I’ve written several blog posts. And in about fifty percent of them I talk about how type “A” I am and what a control freak I can be.
When Wicked Good started Dani and I learned on the fly how to run a business. It was the two of us, seven days a week, fourteen hours a day. I developed a strangle hold on the business and had myself convinced that only I could decorate, manage, and create. Dani handled the baking and shipping. We had some employees who were very part time. For the most part it was just us.
As most business owners can tell you this is a recipe for disaster if you actually want your business to survive. No one perons is an island. And certainly we weren’t equipped to build a national brand on our own.
Enter my husband Scott. We hired Scott to come on board with us to help take our business to the next level. I have to say, it wasn’t easy. Scott is my third husband and quite honestly I divorced the first two because they tried to tell me what I could and couldn’t do. So now imagine him stepping into our “world” and making changes and actually saying “no.”
Creatively, I’m a genius. I have that gift. But as far as numbers are concerned I’m a disaster and I know that. It was hard for me to hand the reins over, even partially. But I also knew it was for the good of everyone at Wicked Good, myself included. I constantly had to ask myself, “Is this idea I have something I want for the sake of my ego or is it something the business needs.” By answering this question honestly and thoughtfully I’m pretty much guaranteed that I will make the right decision each and every time. And if not, I have Scott to point out the pros and cons to me.

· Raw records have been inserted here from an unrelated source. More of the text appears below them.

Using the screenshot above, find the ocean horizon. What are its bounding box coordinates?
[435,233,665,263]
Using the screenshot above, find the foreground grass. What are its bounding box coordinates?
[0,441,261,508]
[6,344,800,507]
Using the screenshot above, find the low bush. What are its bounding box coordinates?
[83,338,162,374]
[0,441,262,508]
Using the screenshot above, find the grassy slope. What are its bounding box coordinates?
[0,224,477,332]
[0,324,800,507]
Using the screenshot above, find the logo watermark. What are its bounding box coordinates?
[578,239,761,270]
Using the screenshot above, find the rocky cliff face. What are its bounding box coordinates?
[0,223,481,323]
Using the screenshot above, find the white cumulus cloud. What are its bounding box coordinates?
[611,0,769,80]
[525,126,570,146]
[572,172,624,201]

I’ve also had to learn this lesson in my personal life as well. Scott and I have moved my parents in with us as well as his parents. We are now responsible for 4 adults other than ourselves. My dad is in the beginnings of the severe stages of Alzheimer’s Disease. My mom suffers from Dementia. Scott’s dad has terminal bone cancer and his mom deals with degenerative spine disease along with a host of other medical conditions.
Once again, I tried to do it all myself. That quickly ended once I suffered my 100th panic attack and faced the reality that running a business, caring for four very needy people and trying to have some semblance of a personal life was not going to ever happen if I continued on the way I was. This was tough because my home is where I lay down the law, make the decisions, decorate, cook, clean, organize, schedule, manage and maintain. In essence, like Wicked Good, it is my domain.

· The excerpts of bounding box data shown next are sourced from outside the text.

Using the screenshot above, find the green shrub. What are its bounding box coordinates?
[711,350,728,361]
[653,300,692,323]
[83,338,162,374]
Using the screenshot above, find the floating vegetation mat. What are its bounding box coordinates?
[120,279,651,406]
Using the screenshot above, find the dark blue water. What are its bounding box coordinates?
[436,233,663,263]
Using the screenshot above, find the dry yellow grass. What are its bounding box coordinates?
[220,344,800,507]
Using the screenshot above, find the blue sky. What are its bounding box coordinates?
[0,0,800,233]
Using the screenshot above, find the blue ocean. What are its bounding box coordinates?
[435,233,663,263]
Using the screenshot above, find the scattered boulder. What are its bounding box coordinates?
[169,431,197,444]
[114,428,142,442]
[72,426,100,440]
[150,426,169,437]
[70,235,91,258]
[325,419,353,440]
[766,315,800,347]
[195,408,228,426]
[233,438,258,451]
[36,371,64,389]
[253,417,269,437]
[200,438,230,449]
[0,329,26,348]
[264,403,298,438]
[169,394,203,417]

Thankfully the lessons I learned about sharing the load at work were much more easily transitioned at home. I told myself that “I just can’t do it all.” Once I uttered these words aloud I felt free to seek out the help needed to run a safe, comfortable and happy home for all involved.

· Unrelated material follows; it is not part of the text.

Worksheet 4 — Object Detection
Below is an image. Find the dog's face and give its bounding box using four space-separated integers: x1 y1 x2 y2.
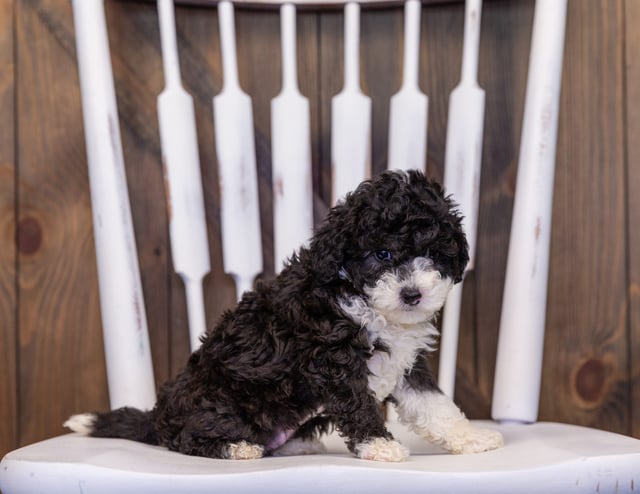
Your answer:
312 171 469 324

Trying to do everything one’s self can be a very selfish play especially when others are to be considered. It is not a sign of weakness to admit you’re in over your head. Quite the opposite. It shows awareness and that you care about what’s going on around you and that you want others to succeed, be safe and grow along with you.
If you need help, ask for it. If your business is growing, by all means hire those who know more than you! If your home life is crazy and making you feel out of control…get help.
Remember, it’s the wise person who knows their limitations and seeks out experienced people to come on board. Your company will grow and flourish once you let go of the strangle hold you have on your business. That I promise.
And your home will become a place you look forward to going to again, once you have the faith that everyone is safe and where they should be.
Happy spring everyone and continued success in your business and peace in your homes.